A terceira visão é um livro que deixei de ler na adolescência por causa de um Edgar Allan Poe sempre à mão. Acho que fiz bem. Ou não? Rampa tem uma escrita semelhante ao passo e ao fôlego dos orientais, o que é curioso. Assim como suas descrições cruas de rituais místicos tibetanos e de seu pouco caso com a morte. Comprei Entre os monges do Tibete, mas este é o último da trilogia que começa em A Terceira visão. Falta-me O médico de Lhasa.

Trópico de Capricórnio não merece comentários. Leiam. Se posso dizer qualquer coisa sobre esse livro é que talvez ele seja o tipo de obra que nós, espirantes a escritor, planejaremos durante toda uma vida e talvez venhamos a morrer sem fazê-la. Cru, amoral, machista, despótico, autêntico, sem freios. Li uma edição dos anos 60, com uns poucos grifos feitos pelo leitor da época, nas primeiras páginas. Depois não há mais grifos, provando que o livro conta mais sobre sua vida do que você possa imaginar. Encontrei milhões de motivos. Mas não fiz nenhum grifo.

As Memórias do Cárcere aqui consideradas como dois livros por imposição da Editora José Olympio, nessa edição do começo dos anos 70. Pungente. O cara é bom em descrições estóicas e, por incrível que pareça, muito pouco auto-comiserativas. Rachel de Queiroz, Nise da Silveira, José Lins do Rego, Jorge Amado, Olga Prestes e Sobral Pinto, entre outras figuras ilustres, obscuras e excêntricas, aparecem nas suas 676 páginas (373 do primeiro mais 303 do segundo volume). Só para abusar do lugar-comum, é o retrato de uma(s) época(s).

O Diário de Bridget Jones é um dos best-sellers do momento, mas não quer dizer que seja ruim.

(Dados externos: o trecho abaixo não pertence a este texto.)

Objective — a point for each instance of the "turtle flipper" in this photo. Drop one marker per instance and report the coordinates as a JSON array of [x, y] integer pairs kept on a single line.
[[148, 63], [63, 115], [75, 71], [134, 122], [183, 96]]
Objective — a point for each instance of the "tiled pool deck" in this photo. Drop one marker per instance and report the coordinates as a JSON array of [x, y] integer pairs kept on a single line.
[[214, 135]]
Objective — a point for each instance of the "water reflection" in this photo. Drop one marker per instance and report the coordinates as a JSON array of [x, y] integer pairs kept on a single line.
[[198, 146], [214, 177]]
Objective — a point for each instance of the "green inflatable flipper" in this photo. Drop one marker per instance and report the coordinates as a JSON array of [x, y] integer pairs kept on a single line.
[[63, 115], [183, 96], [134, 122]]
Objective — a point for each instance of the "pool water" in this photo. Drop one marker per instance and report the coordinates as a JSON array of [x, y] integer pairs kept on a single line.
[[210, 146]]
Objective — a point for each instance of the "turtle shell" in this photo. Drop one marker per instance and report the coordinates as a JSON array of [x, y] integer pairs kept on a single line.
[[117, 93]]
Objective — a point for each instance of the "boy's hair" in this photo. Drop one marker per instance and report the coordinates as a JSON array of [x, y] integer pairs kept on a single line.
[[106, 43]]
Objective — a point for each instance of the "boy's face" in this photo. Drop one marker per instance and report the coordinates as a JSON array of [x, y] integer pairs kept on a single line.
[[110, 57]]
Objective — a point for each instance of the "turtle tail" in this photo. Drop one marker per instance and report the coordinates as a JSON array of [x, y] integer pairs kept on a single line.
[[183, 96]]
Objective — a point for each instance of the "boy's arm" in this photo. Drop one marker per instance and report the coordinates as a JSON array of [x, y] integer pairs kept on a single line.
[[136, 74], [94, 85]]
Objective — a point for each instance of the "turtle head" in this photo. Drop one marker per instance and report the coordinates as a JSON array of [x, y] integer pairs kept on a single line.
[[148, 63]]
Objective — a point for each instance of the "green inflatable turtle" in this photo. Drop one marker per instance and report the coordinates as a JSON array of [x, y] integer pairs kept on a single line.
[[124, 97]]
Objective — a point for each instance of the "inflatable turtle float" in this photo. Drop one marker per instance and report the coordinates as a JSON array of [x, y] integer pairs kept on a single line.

Humor inglês despretensioso, até meio novaiorquino, numa mescla de Woody Allen e Mike Leigh em comédia shakesperiana dirigida por Kenneth Branagh. Ou também pode não ser nada disso. Um livro mulher. Uma livra.

Cheiro de Goiaba, frase que não aparece no livro, é creditado a Gabriel García Márquez mas na verdade é de Plínio Apuleyo Mendoza, amigo íntimo de Gabo e autor de singela biografia desse colombiano-maluco-parecido-com-meu-pai. Altas revelações sobre técnicas literárias e superstições do Caribe.

O Quarto de Jacob marca o início da fase experimental de Virginia Woolf, com seu belo texto poético estilhaçado em mil pedaços, esculpindo personagens incompletos, omitindo emoções que depois são exteriorizadas violentamente. Uma saraivada. Grande livro. Um trecho, na página 80: "Ou somos homens ou somos mulheres. Ou somos frios, ou somos sentimentais. Ou somos jovens, ou estamos envelhecendo. Em qualquer caso, a vida não é senão uma procissão de sombras, e sabe Deus por que as abraçamos tão avidamente e as vemos partir com tal angústia, já que não passam de sombras."